どうかして、子供らの手から、のがれたいものだと思いましたけれども、それは、かなわない望みでありました。夜になると、体じゅうが痛んで、どうすることもできませんでした。まれに雨の降る日だけは、楽々とされたものの、そのかわり、すこし雨が晴れると、水たまりの中へ投げ込まれたり、また、体じゅうを泥で汚されてしまうのでした。雨の日が長くつづけば、つづくほど、その後では、いっそうみんなから、手ひどく取り扱われなければならないので、まりにとっては、雨の降る日さえが、その後のことを考えると、あまりうれしいものではなかったのです。

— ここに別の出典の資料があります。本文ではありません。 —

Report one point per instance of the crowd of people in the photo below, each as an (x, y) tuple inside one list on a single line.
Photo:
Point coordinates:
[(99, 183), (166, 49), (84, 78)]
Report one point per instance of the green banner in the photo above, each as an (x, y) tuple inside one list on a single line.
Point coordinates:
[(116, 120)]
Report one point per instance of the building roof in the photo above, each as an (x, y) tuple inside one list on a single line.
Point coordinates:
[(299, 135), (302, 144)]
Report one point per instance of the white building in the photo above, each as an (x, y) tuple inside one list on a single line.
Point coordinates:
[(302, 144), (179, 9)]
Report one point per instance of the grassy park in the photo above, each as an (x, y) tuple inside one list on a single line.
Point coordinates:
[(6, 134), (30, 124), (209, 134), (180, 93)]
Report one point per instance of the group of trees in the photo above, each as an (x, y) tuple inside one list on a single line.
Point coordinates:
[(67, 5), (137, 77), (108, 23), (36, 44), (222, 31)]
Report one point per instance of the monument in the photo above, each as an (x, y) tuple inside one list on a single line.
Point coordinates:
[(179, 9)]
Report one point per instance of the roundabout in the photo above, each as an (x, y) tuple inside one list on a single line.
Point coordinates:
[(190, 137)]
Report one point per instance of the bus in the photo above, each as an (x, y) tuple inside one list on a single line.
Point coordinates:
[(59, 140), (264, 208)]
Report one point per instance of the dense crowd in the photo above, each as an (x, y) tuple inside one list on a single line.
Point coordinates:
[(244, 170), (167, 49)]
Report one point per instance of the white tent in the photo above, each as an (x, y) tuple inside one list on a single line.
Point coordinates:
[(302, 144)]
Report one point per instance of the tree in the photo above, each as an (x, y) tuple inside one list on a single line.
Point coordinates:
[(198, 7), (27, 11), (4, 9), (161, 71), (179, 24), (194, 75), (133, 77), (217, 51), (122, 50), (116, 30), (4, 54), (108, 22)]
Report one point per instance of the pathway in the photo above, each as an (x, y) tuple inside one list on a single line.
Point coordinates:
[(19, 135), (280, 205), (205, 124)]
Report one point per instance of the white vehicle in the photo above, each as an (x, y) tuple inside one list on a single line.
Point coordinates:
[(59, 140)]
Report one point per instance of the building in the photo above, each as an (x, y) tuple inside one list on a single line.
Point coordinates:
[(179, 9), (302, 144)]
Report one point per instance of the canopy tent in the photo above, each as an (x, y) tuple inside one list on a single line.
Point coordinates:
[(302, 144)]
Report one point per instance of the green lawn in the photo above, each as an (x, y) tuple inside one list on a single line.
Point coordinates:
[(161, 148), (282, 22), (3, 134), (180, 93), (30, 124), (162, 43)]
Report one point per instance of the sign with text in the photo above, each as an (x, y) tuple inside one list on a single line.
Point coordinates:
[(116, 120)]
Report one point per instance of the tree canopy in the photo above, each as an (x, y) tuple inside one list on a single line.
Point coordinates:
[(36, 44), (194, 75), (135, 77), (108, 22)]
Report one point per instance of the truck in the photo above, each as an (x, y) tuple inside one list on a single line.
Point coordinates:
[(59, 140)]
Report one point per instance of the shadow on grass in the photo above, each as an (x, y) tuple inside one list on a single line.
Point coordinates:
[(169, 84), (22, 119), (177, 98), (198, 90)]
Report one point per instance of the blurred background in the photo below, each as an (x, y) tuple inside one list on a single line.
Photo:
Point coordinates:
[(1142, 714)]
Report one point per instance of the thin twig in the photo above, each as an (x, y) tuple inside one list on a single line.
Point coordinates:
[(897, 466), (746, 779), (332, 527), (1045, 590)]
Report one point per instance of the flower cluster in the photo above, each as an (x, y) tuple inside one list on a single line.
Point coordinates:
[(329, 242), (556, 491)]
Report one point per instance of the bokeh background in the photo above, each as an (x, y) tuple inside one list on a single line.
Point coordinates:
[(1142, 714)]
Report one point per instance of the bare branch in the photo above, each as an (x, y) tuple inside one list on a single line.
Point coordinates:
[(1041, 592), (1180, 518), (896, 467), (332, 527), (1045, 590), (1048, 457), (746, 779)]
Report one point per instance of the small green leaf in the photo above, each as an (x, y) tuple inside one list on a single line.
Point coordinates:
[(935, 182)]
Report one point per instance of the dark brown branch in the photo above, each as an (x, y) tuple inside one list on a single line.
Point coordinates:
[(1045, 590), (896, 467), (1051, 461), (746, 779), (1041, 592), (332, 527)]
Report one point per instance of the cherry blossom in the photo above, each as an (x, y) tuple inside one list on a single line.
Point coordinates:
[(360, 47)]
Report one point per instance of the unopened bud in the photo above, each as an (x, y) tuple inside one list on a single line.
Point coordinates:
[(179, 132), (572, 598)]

あるとき、フットボールは、みんなから、残酷なめにあわされるので、ほとんどいたたまらなくなりました。そして、いつも、いつも、こんなひどいめにあわされるなら、革が破れて、はやく、役にたたなくなってしまいたいとまで思いました。
こんなことを思っていましたとき、彼は、力まかせに蹴飛ばされました。そして、やぶの中へ飛び込んでしまいました。まりは、しげった木枝の蔭に隠れてしまったのです。
「まりが見つからないよ。」
「どこへいったろう?」
子供たちは、おおぜいでやぶの中へはいってきて、まりを探しました。しかし、だれも、ボールがちょっとした、木枝の蔭に隠れていようとは、気づかなかったのであります。
「ここんとこではない。ほかのところかもしれないよ。」
子供らは、ほかの方面へいって探しはじめました。そして、見つからないので、みんなはがっかりとしてしまって、いつしか、どこへかいってしまいました。
あとに、まりは、独り残されていました。しかし、また、子供たちがやってくるにちがいない。そして、見つかったら、いっそうさかんに投げたり、蹴られたりすることだろうと思うと、まりは、ため息をせずにはいられませんでした。
フットボールが、木枝の蔭で、小さくなっているのを、空の上で、雲が、じっと見ていました。なぜなら、雲は、まりが子供らから、いじめられるのを、かわいそうに思っていたからであります。
雲は、だれにも気づかれないように、そっと空から下へ降りてきました。